Nasiriyah Central Prison (سجن الناصرية المركزي), also known as al-Hoot prison (سجن الحوت), is a maximum security prison near Nasiriyah in the Dhi Qar Governorate of Iraq. It is the largest prison in southern Iraq.

==History==

The prison was built at a cost of roughly $49,000,000 by the United States Army Corps of Engineers. It opened in July 2008.

===Prison conditions===

According to Alkarama, a Swiss human rights organisation, "conditions of detention in Al Nasiriyah prison remain very poor and prisoners are systematically tortured on a daily basis". Iraqi officials have stated that around 1,200 of the estimated 6,000 prisoners held in Nasiriyah have been sentenced to death. The prison is vastly overcrowded since it was only designed to hold 800 prisoners. The prisoners are mostly Sunni Muslims detained for political crimes or alleged involvement in terrorism.

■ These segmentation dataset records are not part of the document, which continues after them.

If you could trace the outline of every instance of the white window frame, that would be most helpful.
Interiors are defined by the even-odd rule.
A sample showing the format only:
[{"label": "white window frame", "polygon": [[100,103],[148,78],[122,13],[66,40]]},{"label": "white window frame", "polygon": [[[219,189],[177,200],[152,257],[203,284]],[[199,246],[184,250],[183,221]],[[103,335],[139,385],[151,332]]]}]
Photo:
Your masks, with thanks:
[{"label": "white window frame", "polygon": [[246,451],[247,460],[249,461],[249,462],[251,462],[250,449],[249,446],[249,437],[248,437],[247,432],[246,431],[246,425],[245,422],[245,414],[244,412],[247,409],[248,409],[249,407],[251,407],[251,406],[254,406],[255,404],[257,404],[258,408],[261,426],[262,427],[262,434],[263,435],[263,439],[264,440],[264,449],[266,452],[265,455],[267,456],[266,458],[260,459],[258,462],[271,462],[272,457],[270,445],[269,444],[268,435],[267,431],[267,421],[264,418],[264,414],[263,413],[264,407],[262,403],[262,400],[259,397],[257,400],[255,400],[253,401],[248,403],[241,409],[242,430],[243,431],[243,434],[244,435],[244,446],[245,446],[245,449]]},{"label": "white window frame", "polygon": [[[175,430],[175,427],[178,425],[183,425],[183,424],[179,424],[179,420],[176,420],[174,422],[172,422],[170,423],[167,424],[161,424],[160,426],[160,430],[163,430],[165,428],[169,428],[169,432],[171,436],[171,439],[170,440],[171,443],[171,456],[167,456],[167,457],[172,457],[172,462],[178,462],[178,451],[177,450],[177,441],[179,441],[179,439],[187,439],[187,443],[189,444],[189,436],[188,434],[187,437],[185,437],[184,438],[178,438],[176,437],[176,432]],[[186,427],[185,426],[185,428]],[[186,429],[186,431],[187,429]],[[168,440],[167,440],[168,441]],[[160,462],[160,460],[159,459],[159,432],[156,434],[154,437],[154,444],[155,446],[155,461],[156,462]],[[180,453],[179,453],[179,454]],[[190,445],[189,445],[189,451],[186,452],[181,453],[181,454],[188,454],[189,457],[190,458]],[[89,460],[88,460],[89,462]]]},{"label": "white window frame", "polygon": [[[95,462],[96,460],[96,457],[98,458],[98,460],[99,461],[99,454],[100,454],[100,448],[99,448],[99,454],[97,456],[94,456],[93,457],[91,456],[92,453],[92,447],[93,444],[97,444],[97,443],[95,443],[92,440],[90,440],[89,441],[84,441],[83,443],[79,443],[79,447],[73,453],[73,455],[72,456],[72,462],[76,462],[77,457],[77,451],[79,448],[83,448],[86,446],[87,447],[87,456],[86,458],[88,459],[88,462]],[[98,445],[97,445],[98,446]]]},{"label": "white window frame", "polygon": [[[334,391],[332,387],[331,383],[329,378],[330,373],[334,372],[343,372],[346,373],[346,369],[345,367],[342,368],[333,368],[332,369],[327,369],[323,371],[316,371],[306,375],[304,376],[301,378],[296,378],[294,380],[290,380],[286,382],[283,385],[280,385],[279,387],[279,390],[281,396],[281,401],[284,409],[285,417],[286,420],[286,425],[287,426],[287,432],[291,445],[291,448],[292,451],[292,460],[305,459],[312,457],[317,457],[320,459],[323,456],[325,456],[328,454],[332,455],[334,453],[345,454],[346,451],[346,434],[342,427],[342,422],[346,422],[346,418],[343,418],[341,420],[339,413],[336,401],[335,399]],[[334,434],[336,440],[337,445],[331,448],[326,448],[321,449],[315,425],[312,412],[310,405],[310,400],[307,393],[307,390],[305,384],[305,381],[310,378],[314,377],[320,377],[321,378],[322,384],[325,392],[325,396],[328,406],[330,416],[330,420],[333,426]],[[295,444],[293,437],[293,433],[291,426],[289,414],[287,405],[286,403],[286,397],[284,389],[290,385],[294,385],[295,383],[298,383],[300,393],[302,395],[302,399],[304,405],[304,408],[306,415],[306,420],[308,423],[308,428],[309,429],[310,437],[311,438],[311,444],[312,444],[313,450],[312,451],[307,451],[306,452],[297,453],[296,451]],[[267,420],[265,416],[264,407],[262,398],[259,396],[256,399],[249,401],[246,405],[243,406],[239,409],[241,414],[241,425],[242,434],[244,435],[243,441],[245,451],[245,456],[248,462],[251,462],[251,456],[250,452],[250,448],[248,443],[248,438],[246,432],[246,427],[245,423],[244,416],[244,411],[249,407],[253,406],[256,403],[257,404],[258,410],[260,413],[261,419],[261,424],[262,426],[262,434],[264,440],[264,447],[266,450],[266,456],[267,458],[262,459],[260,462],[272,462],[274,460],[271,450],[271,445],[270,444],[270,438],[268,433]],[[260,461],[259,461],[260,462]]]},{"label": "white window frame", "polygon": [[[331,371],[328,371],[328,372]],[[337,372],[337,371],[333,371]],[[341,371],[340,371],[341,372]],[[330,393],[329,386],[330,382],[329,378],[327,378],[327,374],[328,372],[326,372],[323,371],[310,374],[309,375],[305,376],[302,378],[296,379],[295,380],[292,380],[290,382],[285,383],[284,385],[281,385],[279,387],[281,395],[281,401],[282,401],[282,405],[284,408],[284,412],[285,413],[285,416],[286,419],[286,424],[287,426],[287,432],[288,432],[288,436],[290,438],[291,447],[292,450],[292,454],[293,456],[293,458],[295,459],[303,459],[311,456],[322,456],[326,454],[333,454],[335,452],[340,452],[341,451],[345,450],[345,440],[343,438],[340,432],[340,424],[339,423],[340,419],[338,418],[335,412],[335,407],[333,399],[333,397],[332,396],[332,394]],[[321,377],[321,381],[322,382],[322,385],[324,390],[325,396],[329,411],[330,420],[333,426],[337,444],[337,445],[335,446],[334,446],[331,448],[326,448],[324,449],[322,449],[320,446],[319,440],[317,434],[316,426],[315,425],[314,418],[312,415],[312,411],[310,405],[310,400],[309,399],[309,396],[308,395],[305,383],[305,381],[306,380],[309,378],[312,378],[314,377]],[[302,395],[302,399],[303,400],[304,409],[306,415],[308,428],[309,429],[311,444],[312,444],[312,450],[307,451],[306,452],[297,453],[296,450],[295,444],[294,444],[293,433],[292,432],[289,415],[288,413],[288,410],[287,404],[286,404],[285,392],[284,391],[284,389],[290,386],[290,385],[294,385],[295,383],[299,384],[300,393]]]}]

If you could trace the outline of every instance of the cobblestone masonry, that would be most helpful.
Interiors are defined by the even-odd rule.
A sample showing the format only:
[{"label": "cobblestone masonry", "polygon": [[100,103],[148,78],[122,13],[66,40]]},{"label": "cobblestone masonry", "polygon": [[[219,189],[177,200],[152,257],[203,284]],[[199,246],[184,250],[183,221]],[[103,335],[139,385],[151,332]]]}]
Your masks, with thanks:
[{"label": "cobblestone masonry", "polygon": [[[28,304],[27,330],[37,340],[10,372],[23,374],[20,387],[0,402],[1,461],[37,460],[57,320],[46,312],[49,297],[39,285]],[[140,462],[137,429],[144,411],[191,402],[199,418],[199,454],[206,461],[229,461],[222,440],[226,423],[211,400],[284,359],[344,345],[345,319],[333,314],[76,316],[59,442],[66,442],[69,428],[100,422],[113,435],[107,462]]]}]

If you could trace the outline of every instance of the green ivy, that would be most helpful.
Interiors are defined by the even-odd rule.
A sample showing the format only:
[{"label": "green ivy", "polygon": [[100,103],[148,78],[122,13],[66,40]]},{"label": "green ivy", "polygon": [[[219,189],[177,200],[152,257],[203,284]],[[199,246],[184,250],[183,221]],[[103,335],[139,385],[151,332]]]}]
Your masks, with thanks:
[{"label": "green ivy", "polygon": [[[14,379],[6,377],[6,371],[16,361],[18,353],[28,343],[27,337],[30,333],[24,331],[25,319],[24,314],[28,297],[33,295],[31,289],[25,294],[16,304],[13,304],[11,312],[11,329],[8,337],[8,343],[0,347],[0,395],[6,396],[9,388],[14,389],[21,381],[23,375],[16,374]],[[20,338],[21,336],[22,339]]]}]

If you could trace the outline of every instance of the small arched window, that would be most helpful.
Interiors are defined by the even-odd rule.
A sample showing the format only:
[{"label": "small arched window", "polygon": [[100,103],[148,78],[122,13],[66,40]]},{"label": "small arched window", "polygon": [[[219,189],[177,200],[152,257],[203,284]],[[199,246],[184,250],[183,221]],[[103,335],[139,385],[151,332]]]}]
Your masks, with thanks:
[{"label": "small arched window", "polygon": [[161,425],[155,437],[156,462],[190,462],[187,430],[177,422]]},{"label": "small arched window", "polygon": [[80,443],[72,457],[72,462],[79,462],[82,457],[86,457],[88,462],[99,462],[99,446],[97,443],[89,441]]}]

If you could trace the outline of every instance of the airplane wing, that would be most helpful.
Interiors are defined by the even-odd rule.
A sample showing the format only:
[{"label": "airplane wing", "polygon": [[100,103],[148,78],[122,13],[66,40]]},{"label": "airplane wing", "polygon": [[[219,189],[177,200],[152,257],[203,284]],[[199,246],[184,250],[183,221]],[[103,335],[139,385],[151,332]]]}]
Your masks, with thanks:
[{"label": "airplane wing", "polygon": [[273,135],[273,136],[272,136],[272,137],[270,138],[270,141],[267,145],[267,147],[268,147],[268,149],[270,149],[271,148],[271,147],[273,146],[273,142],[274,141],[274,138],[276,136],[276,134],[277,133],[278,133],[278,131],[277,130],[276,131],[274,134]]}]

In February 2018, a report by the Baghdad Centre for Human Rights ranked Nasiriyah prison as the worst in Iraq for mistreatment of prisoners.

===Notable prisoners===

- Ayesh al-Harby, hijacker of Saudi Arabian Airlines Flight 115 on 14 October 2000.
- Fahad al-Anzi, Mohammed al-Obeid, Majid al-Buqami, Faisal al-Faraj, Battal al-Harbi, Ali al-Shahri, Ali al-Qahtani, Hamad Yahya and Abdulrahman al-Qahtani, a group of Saudi Arabian prisoners.
- Sultan Hashim Ahmad al-Tai, served as Minister of Defense under Saddam Hussein's regime, died in custody on July 19, 2020 from heart attack.

===Executions===

- On 21 August 2016, 36 members of the Islamic State of Iraq and the Levant were hanged for their involvement in the Camp Speicher massacre.
- On 1 September 2016, seven prisoners from Libya, Tunisia, Sudan, Palestine, Syria, Jordan and Egypt were hanged, accused of being members of the Islamic State of Iraq and the Levant.
- On 24 September 2017, 42 prisoners were hanged, allegedly members of the Islamic State of Iraq and the Levant. UN High Commissioner for Human Rights Prince Zeid bin Ra'ad said it was unlikely due process had been met. According to the UN, "no information has been released about their names, places of residence, exact crimes, trials, date of sentencing, or the appeals processes".
- On 14 December 2017, 38 prisoners alleged to be members of the Islamic State of Iraq and the Levant were hanged.